Beige Book: Federal Reserve districts report improved real estate

All 12 Federal Reserve Districts report home sales, home prices or housing construction increased in July and early August, the Federal Reserve said Wednesday in its Beige Book.

Reports on commercial real estate markets are generally positive. The San Francisco district noted stable demand, Boston indicated conditions remained the same since the last report, and Richmond, Chicago, and St. Louis said commercial real estate conditions were mixed.

The Dallas district reported significant levels of buyer traffic, Richmond noted strong pending sales, and Minneapolis and St. Louis mentioned increases in building permits. New York, Philadelphia, and Chicago indicated improvements as well, but characterized the progress as slow and modest.

Declines in inventory levels were reported in Boston, New York, Philadelphia, Atlanta, Dallas and San Francisco. The shrinking inventories put some upward pressure on prices according to Boston, Atlanta, and Dallas. A reduction in the stock of distressed properties was mentioned in New York, Richmond and San Francisco.

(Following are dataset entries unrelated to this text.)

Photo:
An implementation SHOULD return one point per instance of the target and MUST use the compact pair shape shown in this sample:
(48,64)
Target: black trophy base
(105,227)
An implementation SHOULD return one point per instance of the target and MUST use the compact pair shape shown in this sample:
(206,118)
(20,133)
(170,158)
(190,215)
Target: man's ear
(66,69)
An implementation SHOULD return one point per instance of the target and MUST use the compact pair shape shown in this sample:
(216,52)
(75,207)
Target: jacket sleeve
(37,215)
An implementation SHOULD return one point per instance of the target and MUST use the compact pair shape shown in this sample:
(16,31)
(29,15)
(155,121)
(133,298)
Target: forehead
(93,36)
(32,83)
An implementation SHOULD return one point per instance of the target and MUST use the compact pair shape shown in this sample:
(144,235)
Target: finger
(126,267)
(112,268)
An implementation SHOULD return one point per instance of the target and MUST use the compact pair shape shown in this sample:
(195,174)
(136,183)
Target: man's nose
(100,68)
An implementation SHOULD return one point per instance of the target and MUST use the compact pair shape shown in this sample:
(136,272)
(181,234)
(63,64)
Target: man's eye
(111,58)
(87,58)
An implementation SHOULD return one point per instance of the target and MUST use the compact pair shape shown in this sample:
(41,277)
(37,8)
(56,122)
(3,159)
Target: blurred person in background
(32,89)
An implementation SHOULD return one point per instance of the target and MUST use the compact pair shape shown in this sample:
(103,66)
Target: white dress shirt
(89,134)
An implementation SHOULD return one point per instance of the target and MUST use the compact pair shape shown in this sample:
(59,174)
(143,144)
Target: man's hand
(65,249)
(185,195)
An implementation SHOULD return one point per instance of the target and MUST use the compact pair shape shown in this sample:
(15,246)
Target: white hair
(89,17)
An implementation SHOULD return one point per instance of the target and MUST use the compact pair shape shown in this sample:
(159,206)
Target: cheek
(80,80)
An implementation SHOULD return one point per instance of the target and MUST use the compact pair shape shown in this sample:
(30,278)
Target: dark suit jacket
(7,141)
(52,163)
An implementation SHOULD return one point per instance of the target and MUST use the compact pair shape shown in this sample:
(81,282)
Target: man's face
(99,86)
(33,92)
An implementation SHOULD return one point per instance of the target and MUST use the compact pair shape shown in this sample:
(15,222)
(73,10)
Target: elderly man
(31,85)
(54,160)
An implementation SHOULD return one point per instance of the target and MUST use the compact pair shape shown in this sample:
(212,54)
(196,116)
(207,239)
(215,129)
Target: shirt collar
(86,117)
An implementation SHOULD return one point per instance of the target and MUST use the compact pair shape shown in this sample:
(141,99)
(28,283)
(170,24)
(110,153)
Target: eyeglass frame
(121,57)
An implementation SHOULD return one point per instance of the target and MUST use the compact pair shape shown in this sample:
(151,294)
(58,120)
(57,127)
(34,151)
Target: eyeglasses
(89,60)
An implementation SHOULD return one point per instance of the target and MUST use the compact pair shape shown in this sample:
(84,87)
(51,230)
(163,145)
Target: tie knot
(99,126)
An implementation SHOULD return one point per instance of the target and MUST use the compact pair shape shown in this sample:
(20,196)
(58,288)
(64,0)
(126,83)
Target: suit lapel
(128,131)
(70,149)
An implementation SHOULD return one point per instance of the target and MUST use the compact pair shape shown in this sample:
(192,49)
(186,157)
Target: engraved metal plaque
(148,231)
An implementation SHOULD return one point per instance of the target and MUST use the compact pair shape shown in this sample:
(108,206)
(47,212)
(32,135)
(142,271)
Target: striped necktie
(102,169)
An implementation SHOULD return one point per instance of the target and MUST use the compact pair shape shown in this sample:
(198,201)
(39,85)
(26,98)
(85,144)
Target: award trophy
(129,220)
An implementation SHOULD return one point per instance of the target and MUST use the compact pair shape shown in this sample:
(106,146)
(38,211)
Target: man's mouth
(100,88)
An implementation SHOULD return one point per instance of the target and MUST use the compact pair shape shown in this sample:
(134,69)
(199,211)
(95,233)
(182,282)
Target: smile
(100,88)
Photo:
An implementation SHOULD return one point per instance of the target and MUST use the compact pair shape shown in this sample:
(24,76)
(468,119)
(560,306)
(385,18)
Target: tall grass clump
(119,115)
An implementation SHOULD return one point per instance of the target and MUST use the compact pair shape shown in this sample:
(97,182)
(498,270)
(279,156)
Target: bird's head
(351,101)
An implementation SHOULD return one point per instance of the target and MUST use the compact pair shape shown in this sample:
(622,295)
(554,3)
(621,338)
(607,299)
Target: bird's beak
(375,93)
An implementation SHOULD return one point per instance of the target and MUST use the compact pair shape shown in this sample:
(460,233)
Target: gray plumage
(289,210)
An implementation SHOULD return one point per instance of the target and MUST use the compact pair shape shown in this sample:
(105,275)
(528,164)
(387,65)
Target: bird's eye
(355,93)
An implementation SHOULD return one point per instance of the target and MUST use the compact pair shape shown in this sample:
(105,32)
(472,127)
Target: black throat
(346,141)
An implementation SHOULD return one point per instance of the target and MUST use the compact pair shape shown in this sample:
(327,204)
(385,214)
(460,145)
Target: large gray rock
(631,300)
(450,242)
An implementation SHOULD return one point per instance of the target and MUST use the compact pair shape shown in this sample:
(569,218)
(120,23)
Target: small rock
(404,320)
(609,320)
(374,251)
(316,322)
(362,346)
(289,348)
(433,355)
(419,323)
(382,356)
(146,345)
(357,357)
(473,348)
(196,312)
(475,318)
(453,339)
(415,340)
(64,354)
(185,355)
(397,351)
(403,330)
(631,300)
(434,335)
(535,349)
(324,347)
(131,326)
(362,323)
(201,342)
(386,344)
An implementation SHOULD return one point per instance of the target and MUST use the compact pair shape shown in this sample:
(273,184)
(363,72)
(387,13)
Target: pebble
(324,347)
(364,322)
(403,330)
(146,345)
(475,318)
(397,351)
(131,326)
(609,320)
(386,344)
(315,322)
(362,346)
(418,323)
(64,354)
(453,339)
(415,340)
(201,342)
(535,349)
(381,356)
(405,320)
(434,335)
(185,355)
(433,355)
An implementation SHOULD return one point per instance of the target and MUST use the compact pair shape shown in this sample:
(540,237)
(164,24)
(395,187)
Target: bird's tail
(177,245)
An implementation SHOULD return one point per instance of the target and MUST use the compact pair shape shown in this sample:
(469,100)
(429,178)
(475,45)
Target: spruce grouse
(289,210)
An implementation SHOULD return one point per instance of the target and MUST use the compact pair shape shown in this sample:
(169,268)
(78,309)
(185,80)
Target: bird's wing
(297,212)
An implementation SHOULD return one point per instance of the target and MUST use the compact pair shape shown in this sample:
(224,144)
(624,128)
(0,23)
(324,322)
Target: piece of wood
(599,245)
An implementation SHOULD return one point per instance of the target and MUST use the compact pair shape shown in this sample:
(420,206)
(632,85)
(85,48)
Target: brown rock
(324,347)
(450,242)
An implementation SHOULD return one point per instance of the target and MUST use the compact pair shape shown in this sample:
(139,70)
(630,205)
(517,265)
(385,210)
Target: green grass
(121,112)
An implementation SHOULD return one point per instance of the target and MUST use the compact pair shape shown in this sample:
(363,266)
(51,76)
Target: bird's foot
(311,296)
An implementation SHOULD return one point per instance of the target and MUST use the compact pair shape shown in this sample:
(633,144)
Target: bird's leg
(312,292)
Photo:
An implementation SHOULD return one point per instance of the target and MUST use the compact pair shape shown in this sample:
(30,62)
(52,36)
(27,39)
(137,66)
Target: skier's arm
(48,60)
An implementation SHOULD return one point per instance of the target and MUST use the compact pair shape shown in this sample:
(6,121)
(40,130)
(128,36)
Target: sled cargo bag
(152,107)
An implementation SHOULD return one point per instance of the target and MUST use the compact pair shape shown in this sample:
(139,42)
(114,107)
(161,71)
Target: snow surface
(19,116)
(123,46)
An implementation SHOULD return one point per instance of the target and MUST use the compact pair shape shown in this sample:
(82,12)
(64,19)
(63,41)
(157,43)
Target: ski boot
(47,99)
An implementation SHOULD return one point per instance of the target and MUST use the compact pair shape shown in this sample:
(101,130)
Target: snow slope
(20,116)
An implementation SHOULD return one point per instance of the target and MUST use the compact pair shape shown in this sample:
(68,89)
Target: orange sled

In Philadelphia and Kansas City, the possibility of shadow inventory entering the market remains a concern. In general, outlooks were positive, with continued increases in activity expected, although the projected gains were more modest in Boston, Cleveland and Kansas City.

Credit conditions improved since early July, according to District reports. Credit spreads fell and competition for high-quality borrowers among lending institutions rose.

The New York District saw shrinking in commercial and industrial loans as well as in commercial mortgages. Some bankers in the Cleveland District mentioned a moderate loosening of lending guidelines. The New York, St. Louis, and Kansas City Districts reported unchanged credit standards, while New York and Cleveland cited declining delinquency rates.